Vedi tutte le 25 recensioni cliente

Due terzi di secolo fa apparvero nelle librerie Sylvie e Marie, ennesime creature di carta di Georges Simenon. Una mantenuta e potenziale ricca ereditiera e l’amica-serva di una vita, nonostante tutto, che probabilmente non avrebbe rinunciato per nulla al mondo a pettinare i capelli biondi dell’altra ogni giorno: affrontano la povertà della gioventù e in genere la vita, in modi diametralmente opposti, sfrontata la prima, responsabile e saggia Marie. Scrive del cuore dell’Europa e soprattutto del nucleo dell’umanità, Simenon, e lo fa dagli Stati Uniti, nel caso di questo Marie la strabica (192 pagine, 18 euro), pubblicato come sempre da Adelphi, tradotto dalla decana Laura Frausin Guarino.

Quando dalla provincia giungono a Parigi, Sylvie, prosperosa, ambiziosa e calcolatrice, inizia una scalata sociale che aveva nell’anima e in testa da sempre, la brutta Marie invece non fa voli pindarici, galleggia nella mediocrità, s’accontenta come può. Progetti di vita opposti, per donne che faranno presto a perdersi di vista, per lungo tempo, nella metropoli francese. Simenon segue questa specie di amicizia, che si nutre principalmente di sogni mancati, dai primi passi: sono vicine di casa, compagne di scuola, nei primi anni Venti cameriere ai tavoli di una pensione familiare, quella del signor Clément, a Fouras.
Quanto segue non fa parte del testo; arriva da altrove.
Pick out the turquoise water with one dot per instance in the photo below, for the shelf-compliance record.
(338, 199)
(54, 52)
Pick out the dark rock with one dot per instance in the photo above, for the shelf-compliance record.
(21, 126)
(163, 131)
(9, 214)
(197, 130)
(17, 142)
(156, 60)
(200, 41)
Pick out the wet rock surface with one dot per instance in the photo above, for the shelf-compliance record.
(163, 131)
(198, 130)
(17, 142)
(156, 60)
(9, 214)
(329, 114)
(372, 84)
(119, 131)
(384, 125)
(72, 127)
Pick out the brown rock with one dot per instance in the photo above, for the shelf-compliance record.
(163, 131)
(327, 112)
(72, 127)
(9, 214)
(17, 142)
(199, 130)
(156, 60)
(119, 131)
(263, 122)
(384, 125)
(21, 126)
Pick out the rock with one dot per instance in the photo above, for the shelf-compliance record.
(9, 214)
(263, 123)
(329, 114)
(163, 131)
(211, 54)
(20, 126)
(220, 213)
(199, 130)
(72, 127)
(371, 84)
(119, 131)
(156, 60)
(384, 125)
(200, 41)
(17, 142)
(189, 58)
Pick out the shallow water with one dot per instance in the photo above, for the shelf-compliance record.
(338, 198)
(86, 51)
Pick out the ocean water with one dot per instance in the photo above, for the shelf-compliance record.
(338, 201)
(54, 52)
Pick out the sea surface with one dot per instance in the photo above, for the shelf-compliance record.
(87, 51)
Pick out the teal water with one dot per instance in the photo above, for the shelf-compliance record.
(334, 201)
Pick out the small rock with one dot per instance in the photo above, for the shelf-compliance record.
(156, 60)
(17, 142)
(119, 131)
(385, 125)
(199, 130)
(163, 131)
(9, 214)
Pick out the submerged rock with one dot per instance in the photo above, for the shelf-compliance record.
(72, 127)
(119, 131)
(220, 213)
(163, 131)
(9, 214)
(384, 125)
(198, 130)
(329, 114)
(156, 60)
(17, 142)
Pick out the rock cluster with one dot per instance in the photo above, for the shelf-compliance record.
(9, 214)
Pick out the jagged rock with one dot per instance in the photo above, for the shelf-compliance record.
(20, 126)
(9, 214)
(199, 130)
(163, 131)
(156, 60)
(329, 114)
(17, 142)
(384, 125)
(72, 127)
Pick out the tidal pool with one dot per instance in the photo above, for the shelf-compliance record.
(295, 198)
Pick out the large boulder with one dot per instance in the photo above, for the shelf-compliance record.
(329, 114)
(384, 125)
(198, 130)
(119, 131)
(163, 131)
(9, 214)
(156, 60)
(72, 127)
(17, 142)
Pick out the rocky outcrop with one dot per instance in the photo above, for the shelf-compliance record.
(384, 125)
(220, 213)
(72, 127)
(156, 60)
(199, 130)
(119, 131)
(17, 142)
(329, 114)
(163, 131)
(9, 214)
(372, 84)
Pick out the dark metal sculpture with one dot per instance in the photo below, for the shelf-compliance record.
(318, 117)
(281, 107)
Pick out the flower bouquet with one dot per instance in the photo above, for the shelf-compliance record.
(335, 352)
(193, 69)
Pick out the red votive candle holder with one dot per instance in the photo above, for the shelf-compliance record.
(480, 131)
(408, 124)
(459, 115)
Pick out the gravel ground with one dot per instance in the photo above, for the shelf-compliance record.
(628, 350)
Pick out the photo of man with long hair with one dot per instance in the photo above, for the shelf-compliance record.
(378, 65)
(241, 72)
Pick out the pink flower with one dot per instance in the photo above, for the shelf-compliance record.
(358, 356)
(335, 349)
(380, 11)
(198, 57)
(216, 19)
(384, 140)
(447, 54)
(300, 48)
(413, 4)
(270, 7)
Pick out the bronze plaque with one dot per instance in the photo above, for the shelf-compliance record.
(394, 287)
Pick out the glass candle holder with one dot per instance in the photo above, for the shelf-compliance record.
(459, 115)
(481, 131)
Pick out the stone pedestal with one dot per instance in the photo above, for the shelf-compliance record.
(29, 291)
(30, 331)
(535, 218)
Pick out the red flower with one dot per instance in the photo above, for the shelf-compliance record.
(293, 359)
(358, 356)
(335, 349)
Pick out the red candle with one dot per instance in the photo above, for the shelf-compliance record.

Ciascuna a modo suo, Sylvie consapevole del potere del suo corpo e della sessualità, Marie spaurita e dedita quasi religiosamente alla fatica. Fino alle conseguenze estreme, più di una volta. A cominciare da un furto indotto da Sylvie che porterà a un suicidio, quello di Louis, ragazzone con un ritardo mentale, che cede a più di una provocazione.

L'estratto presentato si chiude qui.